Algorithms - gt-big-data/wiki GitHub Wiki

Here are a few algorithms that exist that can be implemented in Big Data. The choice depends on what you are looking for out of the data and what kind of information you have/can use (user privacy).

Types of Algorithms

K Nearest Neighbors Good for ranked user suggestions / feature extraction

Clustering There are lots of algorithms for clustering Clustering is trying to organize a set of information into subsets that exhibit the same properties.

One seemingly easy algorithm: k-means clustering see this visualization for more on k means clustering

A priori Suggestions/recommendations of goods, what goods usually appear together in sets : Amazon, book purchase ...

PageRank: Finding critical nodes in a graph, famously used by Google

  • Useful for Wikipedia indexing project for instance
  • Works by creating a graph and generating random walks in the connections.
  • The data must be all connected together (!)

C4.5 Algorithm Improvement (and easier to implement then ID3)

  • Helps create a decision tree around a variable.
  • Useful if doing most likely situation (predicting behaviour statistics)

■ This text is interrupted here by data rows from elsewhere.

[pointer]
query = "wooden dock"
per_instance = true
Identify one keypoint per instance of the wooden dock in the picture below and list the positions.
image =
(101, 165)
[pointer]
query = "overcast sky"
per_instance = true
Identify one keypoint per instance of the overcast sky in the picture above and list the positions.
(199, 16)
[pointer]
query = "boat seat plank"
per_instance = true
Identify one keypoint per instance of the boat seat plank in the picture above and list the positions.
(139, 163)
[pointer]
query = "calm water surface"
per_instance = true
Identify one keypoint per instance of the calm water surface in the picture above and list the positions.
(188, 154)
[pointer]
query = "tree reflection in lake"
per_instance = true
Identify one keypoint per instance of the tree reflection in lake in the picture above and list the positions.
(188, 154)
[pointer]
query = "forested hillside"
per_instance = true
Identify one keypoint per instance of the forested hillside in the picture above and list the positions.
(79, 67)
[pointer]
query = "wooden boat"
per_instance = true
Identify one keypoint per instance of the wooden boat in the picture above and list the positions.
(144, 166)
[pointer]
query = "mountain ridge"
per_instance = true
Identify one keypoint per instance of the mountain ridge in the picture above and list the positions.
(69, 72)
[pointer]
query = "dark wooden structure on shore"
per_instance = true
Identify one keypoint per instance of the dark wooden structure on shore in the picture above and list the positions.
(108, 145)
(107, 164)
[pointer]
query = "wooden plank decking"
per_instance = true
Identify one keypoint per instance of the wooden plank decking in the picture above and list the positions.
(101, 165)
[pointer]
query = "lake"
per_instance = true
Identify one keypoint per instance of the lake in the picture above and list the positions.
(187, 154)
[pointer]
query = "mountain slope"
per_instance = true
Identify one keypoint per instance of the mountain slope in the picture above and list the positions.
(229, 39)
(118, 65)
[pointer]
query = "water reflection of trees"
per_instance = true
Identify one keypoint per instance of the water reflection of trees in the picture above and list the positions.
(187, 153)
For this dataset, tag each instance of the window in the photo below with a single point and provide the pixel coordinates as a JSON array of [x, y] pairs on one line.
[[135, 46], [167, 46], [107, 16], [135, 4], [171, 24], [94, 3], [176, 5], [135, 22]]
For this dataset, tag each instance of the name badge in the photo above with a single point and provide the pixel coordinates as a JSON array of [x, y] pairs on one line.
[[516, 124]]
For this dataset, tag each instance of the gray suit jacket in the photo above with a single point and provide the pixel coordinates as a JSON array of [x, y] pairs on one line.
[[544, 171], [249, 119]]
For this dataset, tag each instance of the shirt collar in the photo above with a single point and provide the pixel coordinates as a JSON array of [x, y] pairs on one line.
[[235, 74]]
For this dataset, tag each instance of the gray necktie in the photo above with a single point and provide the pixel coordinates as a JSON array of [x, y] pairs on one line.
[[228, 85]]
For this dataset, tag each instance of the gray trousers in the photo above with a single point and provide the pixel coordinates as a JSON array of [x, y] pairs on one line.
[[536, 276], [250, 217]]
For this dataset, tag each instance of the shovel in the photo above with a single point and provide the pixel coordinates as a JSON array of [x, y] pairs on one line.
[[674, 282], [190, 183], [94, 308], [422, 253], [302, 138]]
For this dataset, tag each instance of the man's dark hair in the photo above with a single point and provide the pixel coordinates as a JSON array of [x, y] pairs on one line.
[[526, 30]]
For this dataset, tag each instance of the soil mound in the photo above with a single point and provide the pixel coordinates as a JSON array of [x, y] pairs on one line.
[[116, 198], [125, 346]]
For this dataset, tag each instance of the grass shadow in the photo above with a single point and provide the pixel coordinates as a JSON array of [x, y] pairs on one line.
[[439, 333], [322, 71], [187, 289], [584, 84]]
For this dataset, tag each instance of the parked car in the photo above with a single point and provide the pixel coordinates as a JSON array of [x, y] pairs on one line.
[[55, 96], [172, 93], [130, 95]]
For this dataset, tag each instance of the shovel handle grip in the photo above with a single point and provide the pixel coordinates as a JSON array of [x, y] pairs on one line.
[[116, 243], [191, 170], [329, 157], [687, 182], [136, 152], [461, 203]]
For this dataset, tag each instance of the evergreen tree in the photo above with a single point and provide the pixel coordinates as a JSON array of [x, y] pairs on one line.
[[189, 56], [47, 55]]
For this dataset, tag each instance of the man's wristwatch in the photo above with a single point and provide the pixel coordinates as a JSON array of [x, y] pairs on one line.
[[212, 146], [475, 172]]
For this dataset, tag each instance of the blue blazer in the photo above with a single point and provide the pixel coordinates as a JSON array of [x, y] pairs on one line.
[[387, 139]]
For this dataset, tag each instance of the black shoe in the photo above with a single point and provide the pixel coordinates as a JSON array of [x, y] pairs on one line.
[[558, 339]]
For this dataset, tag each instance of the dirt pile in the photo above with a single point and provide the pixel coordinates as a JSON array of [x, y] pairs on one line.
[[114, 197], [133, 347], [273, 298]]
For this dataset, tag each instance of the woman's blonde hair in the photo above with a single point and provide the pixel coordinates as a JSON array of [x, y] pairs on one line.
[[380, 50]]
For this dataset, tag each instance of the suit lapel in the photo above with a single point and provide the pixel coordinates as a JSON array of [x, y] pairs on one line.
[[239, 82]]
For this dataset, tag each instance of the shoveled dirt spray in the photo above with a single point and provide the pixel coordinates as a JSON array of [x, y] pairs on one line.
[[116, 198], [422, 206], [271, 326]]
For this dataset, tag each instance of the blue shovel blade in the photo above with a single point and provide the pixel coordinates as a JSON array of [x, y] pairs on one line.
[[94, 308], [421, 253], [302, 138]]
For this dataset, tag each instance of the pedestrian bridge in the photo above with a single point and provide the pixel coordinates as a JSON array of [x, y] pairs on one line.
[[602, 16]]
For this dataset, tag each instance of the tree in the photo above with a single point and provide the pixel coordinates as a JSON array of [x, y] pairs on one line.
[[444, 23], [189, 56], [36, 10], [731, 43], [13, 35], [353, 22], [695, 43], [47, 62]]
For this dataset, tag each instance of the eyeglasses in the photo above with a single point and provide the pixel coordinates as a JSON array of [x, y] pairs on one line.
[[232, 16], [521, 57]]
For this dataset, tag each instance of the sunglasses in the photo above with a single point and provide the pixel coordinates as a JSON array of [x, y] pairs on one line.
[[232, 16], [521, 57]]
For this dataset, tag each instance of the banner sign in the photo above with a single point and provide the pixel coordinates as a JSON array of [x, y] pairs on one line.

Collaborative filtering vs. Feature based filtering

  • If you want to recommend movies, you can either go by doing user/user relations, find neighbors, and recommend based on neighbors' histories: collaborative filtering
  • The other way is to find information about the movie: actors, type of movie, or director, and create an algorithm to map these features in numbers to recommend movies from there: feature based filtering

This is applicable to a number of algorithms.